Okay, I wrote down most of that from memory. I had to check two lines. As FP Magoon told my professor, 'Anglo Saxon is not a memorable language.' The gist of the poem? God made the world, and people to live in it, and it's vastly, hugely, mind-bogglingly big. . .
Everybody at the monastery was thrilled, and Caedmon got into the history book. Yay. You want to hear the poem and get a translation? Try this version on Youtube. The reader has a nice accent.
Back in the 1970s, you could fit the entire population of interested students at my large university into my professor's closet-sized office in the Cathedral of Learning. Which is where I first encountered this astounding poem. While we were parsing our way through Beowulf, though, there came the first rumblings of Change in the public's attitude toward things mediaeval. The museum across the street from where we were sitting held a mediaeval festival – they didn't have Renaissance Fayres back then, this was a harbinger. People made meat pies and played lutes (badly) and made my German professor mad on the campus radio by asking him to talk about Parzival and then mentioning Wagner. . . he had a fit. The Middle Ages were now 'in'. Proselytising undergraduates handed me copies of Lord of the Rings. I refused them, gently, and went back to translating the Real Stuff. But the Society for Creative Anachronism forged ahead. . .
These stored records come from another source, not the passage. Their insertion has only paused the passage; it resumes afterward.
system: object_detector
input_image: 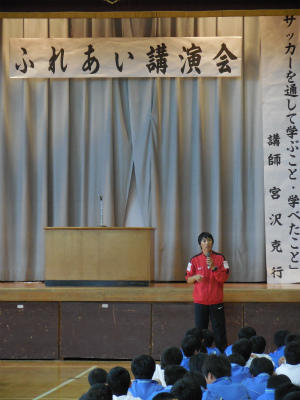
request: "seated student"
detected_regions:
[129,354,163,400]
[107,367,141,400]
[152,347,183,387]
[228,353,251,383]
[232,338,252,368]
[180,335,199,371]
[269,330,290,368]
[275,383,300,400]
[202,354,249,400]
[276,341,300,386]
[242,357,274,400]
[257,375,291,400]
[202,329,221,355]
[249,336,274,365]
[80,383,112,400]
[224,326,256,356]
[152,365,186,398]
[170,378,202,400]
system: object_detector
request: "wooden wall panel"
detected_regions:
[0,302,58,360]
[152,303,194,360]
[61,302,151,359]
[244,303,300,352]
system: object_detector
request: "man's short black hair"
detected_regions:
[227,353,246,367]
[86,383,112,400]
[88,368,107,386]
[267,374,291,389]
[232,338,252,362]
[284,342,300,365]
[131,354,155,379]
[107,367,130,396]
[202,354,231,379]
[202,329,215,347]
[189,353,208,372]
[160,347,183,369]
[165,365,186,386]
[249,336,266,354]
[181,335,199,357]
[274,329,290,348]
[171,378,202,400]
[249,357,274,376]
[198,232,214,245]
[238,326,256,339]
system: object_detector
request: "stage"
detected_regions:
[0,282,300,360]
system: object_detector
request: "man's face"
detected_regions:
[200,238,213,255]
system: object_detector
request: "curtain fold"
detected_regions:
[0,17,266,282]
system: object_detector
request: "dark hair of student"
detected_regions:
[232,338,252,362]
[284,342,300,365]
[202,354,231,379]
[238,326,256,339]
[274,329,290,348]
[160,347,183,369]
[249,357,274,376]
[227,353,246,367]
[131,354,155,379]
[249,336,266,354]
[171,378,202,400]
[88,368,107,386]
[189,353,208,372]
[86,383,112,400]
[184,371,207,389]
[107,367,130,396]
[198,232,214,245]
[202,329,215,347]
[181,335,199,357]
[165,365,186,386]
[267,374,291,389]
[152,392,175,400]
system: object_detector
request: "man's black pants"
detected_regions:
[195,303,227,352]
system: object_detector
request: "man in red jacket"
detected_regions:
[185,232,229,352]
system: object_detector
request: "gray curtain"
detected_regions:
[0,17,266,282]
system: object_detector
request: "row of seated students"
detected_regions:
[79,327,300,400]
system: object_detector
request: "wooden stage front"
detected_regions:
[0,282,300,360]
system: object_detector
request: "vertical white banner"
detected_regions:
[261,15,300,283]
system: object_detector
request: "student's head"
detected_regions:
[152,392,175,400]
[181,335,199,357]
[249,357,274,376]
[184,371,207,389]
[275,383,300,400]
[86,383,112,400]
[274,330,290,348]
[171,378,202,400]
[202,329,214,347]
[238,326,256,339]
[107,367,130,396]
[160,347,182,369]
[228,353,246,367]
[202,354,231,383]
[189,353,208,372]
[165,365,186,386]
[249,336,266,354]
[131,354,155,379]
[232,339,252,362]
[284,342,300,365]
[88,368,107,386]
[267,375,291,389]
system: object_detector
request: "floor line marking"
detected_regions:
[32,365,96,400]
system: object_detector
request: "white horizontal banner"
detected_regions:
[10,36,242,78]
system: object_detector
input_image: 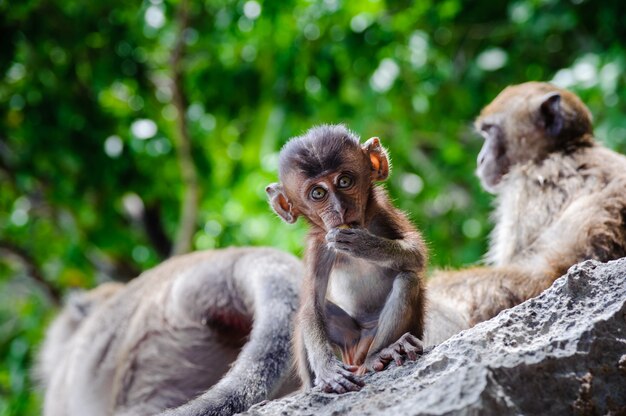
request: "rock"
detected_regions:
[245,258,626,416]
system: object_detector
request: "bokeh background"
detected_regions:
[0,0,626,415]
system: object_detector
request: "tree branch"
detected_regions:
[170,0,200,255]
[0,241,63,306]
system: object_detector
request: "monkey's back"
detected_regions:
[44,248,301,416]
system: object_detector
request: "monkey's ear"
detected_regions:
[363,137,389,181]
[539,91,563,137]
[265,183,300,224]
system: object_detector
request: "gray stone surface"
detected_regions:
[241,258,626,416]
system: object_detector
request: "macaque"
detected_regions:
[266,125,427,393]
[427,82,626,340]
[34,282,124,387]
[38,248,303,416]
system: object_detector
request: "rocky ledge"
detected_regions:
[240,258,626,416]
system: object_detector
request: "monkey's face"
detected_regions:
[298,163,370,231]
[475,82,590,193]
[266,125,389,231]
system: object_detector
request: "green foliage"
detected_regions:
[0,0,626,415]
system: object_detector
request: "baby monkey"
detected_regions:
[266,125,427,393]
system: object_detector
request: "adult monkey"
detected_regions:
[39,248,302,416]
[427,82,626,343]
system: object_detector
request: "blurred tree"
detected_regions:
[0,0,626,415]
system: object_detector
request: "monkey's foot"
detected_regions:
[356,332,424,375]
[315,362,365,394]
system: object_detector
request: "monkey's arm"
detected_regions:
[296,243,363,393]
[426,266,540,328]
[326,228,426,271]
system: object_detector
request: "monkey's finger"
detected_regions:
[403,333,424,352]
[339,369,365,387]
[391,350,404,365]
[343,364,359,373]
[322,381,346,394]
[404,348,421,361]
[372,359,389,371]
[378,348,393,365]
[336,378,363,393]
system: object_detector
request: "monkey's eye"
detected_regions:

Which might explain this Guy with an Amazing Beard. He's very enthusiastic. His pronunciation is terrible.
Meanwhile, people have kept on singing about Creation. Even without the beards and costumes.
PS: I once did a radio interview with some SCA people down in North Carolina. They said proudly that they banned the spreading of religious literature and messages from their events. 'We don't believe people should push their religion on other people,' one SCAer remarked. She looked offended when I laughed.
'But wasn't that the whole point of the Middle Ages?' I asked.